Franklin probably got the idea of printing images of leaves on paper money from making these nature prints, which he and Breintnall sent to English naturalists. They were printed directly from inked leaves, which were placed inside a folded sheet of paper and run through the press.

 

Book open to page with printed text and handwritten notes. Header printed in ornate Gothic style.Pennsylvania General Loan Office Register [Philadelphia: B. Franklin, 1729]. From the collection of Jay T. Snider.

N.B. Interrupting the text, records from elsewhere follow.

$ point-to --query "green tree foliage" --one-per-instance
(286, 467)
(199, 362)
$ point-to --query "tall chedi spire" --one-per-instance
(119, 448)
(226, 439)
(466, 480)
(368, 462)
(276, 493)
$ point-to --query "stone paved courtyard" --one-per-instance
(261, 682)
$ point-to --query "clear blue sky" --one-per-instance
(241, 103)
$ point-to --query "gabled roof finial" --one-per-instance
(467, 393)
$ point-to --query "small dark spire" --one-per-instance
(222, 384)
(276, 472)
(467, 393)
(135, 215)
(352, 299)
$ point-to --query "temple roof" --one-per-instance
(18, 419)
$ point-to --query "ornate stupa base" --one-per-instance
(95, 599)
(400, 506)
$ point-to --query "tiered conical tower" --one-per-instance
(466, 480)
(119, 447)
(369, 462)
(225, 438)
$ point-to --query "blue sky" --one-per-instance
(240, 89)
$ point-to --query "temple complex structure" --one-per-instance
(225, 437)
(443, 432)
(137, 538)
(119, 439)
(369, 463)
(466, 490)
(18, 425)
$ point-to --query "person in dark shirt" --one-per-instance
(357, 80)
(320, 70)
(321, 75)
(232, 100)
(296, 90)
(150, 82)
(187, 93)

This volume of blank mortgage forms was Franklin’s first government printing job. It is the official record of the mortgages that backed the currency emission of 1729, £30,000 worth. People mortgaged their land in return for currency, which went into circulation as they spent it, and when they repaid the loan with interest, the currency was retired. The volume, which is in a private collection, was only discovered in the 1990s.

 

Open book with different styles of text and border of printed leaves.Michael Pexenfelder, Apparatus Eruditionis tam Rerum quam Verborum per Omnes Artes et Scientias (Nuremberg: Sumptibus Michaelis & Joh. Friderici Endterorum, 1670).

The earliest surviving American nature prints were made in this little German encyclopedia by Francis Daniel Pastorius, the founder of Germantown, sometime before 1720. The book was later bought by James Logan, who probably showed it to Franklin and Breintnall.

 

Eight prints on a single sheet. All have decorative borders, printed text, and illustrations of leaves.Undivided sheet of Continental Currency, printed on blue paper for use as a counterfeit detector (Philadelphia: Printed by Hall and Sellers, 1776)

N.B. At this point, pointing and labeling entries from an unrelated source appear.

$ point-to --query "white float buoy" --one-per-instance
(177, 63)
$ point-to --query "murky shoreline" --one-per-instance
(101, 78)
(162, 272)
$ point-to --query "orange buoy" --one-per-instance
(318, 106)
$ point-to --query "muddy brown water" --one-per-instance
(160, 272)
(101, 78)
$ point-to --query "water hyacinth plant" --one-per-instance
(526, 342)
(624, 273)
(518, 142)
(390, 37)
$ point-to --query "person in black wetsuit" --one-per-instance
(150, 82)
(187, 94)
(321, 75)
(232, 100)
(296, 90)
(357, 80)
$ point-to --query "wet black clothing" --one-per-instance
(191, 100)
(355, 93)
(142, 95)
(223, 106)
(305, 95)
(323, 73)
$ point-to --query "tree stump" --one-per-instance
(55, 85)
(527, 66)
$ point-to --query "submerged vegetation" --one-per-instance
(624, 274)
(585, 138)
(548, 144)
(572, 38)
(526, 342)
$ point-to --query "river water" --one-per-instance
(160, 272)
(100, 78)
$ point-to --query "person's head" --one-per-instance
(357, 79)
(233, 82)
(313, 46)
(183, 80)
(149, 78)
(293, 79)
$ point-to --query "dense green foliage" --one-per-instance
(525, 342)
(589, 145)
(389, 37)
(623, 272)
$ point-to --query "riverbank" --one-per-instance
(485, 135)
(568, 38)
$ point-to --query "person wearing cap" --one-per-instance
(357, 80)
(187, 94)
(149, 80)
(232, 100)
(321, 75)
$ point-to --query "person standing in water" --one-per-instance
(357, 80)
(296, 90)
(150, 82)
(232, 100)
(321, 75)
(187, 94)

Franklin’s leaf cuts were used on money right up through the Revolution.

 

 

Book Work

Another kind of job printing was “book work,” that is books and pamphlets printed at the expense of their authors or sponsors. Today, this is called vanity publishing, but in the colonial period it was how most books were published. Most of the books commissioned in this way were pamphlets, usually under a hundred pages, issued stitched but not bound. Only rarely did an author or a corporate body hire Franklin to print anything larger, or go to the even greater expense of having it bound in leather. From 1728 to 1747, book work accounted for 110 imprints, of which only 16 were issued bound in leather. Franklin was by far the largest printer outside Boston, but books still accounted for only a small part of his business.

 

German language pamphlet title page with different text sizes. Pamphlet corners are wrinkled.United Brethren, Avthentische Relation von dem Anlass, Fortgang und Schlusse der … in Germantown gehaltenen Versammlung. (Philadelphia: B. Franklin, 1742). On deposit from the archives of the Eastern Conference of the United Methodist Church.

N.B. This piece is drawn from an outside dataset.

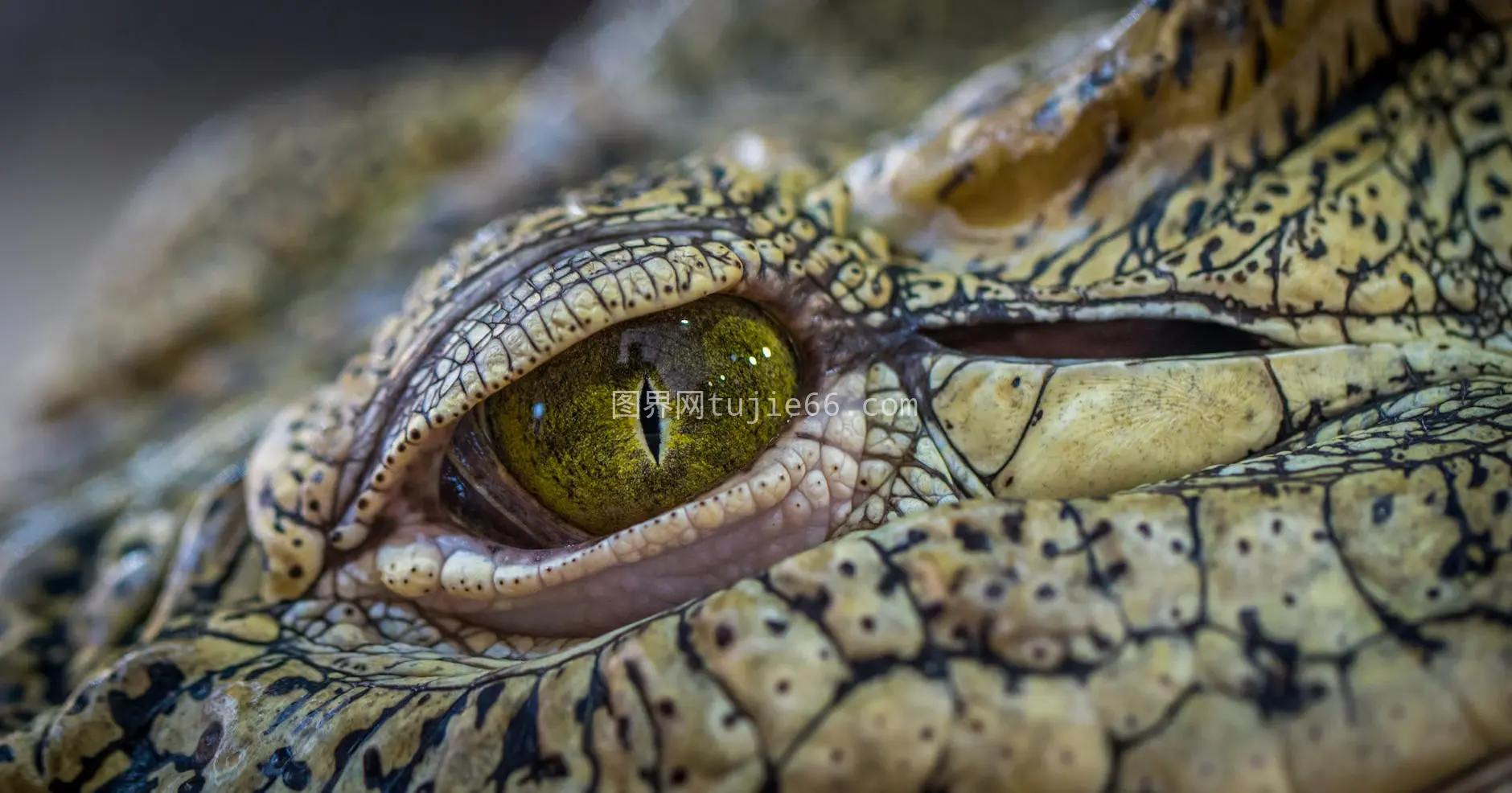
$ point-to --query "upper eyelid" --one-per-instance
(350, 466)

Here are nine pamphlets printed at the expense of the Moravian Count von Zinzenndorf, as issued, stitched and never bound.

 

Slightly stained pamphlet title page with different text sizes.Alexander Arscott, Some Considerations relating to the Present State of the Christian Religion (Philadelphia: B. Franklin, 1731).

This book printed for the Friends was issued stitched even though it was 112 pages, much larger than the usual pamphlet.

 

Pamphlet title page with lengthy subtitle. Text in different sizes.Benjamin Lay, All Slave-Keepers that keep the Innocent in Bondage, Apostates. (Philadelphia: Printed [by B. Franklin] for the Author, 1737).

Franklin printed this attack on slaveholding for its author. Because he did not want his name associated with the controversial anti-slavery activist, he printed it anonymously, one of the few times he did so.

 

Pamphlet title page with different text sizesJohn Estaugh, A Call to the Unfaithful Professors of Truth. (Philadelphia: Printed by B. Franklin, 1744).

Franklin printed 2,000 copies of this book for the author’s widow, who gave them away to various local Meetings. This copy was neatly bound by Franklin’s favorite binder, Stephen Potts.